Selva de Pedra

A caminho do ganha-pão — há vinte e cinco anos plantado no mesmo chão, numa escolinha da Prefeitura de São Paulo — observo, como quem assiste a um filme antigo, o sumiço dos últimos traços de um povo que já foi dono de tudo: os indígenas que resistem, poucos, quase sombras, no quintal da história.

Minha escola, coitada, repousa ali, quase encostada no Pico do Jaraguá, onde ainda há mato bastante pra enganar os olhos cansados da cidade. A natureza, mesmo acuada, ainda sopra seu hálito doce sobre essas bandas, como se quisesse lembrar aos distraídos que está viva — apesar dos homens, e não por causa deles.

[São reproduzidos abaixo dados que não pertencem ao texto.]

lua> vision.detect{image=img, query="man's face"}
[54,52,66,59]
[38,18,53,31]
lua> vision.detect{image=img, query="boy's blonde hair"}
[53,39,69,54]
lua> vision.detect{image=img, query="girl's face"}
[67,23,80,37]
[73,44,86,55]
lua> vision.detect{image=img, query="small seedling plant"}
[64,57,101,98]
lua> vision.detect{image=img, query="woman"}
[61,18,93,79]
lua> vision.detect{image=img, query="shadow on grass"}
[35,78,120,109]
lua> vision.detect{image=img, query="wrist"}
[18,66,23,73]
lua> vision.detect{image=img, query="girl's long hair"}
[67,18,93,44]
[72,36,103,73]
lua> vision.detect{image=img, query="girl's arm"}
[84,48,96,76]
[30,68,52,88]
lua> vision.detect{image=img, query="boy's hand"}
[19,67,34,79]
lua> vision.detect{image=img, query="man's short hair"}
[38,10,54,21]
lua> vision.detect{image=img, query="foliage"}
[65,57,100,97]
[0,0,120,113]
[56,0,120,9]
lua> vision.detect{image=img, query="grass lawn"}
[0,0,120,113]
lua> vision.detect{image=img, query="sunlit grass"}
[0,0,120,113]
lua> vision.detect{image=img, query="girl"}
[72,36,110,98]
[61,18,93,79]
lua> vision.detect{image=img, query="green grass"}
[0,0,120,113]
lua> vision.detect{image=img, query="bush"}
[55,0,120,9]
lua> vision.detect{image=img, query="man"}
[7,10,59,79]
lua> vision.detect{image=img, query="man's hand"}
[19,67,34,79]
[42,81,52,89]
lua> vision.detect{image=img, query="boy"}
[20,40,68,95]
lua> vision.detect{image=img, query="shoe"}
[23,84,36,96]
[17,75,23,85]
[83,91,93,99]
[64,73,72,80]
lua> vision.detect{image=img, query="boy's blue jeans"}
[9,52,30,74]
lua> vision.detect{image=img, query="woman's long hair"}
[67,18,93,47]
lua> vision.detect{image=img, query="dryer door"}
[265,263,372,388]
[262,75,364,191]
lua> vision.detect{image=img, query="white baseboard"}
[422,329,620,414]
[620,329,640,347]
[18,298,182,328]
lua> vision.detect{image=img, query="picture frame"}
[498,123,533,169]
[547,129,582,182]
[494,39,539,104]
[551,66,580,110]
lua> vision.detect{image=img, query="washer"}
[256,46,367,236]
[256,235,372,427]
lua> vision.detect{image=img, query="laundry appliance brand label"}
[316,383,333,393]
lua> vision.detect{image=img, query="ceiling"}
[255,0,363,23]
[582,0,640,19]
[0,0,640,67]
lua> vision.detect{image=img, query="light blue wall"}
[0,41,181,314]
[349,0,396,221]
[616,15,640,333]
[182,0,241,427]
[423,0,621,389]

Pois bem, como sigo sempre o mesmo caminho, vi nascer — do nada bruto — um novo monumento à esperteza humana: um empreendimento imobiliário, cravado no meio da mata, como uma lança no peito de um bicho dormindo. Surgiu da atlântica mata, essa já domesticada com nome bonito de “reflorestada”, um esqueleto de concreto, erguido em silêncio, como quem não quer chamar atenção. Mas chamou. E gritou.

Digo sempre: o ser humano é bicho ambíguo — metade engenho, metade desatino. E agora, ali onde antes só havia passarinho, cipó e silêncio, a bicharada vai ter que se virar nos trinta. Fugir, adaptar-se, sumir.

Em resumo? Onde o capital finca os dentes, os macacos trocam de galho. É a tal da lei da selva — só que invertida. A selva de pedra vence, sempre. A floresta pura, encantada, ainda virgem de asfalto, conta seus dias. Logo, logo, não restará sequer um arvoredinho tímido, perdido na vastidão do nada. A cidade — fria, dura, quadrada — não sabe lidar com a beleza livre. Ela a sufoca.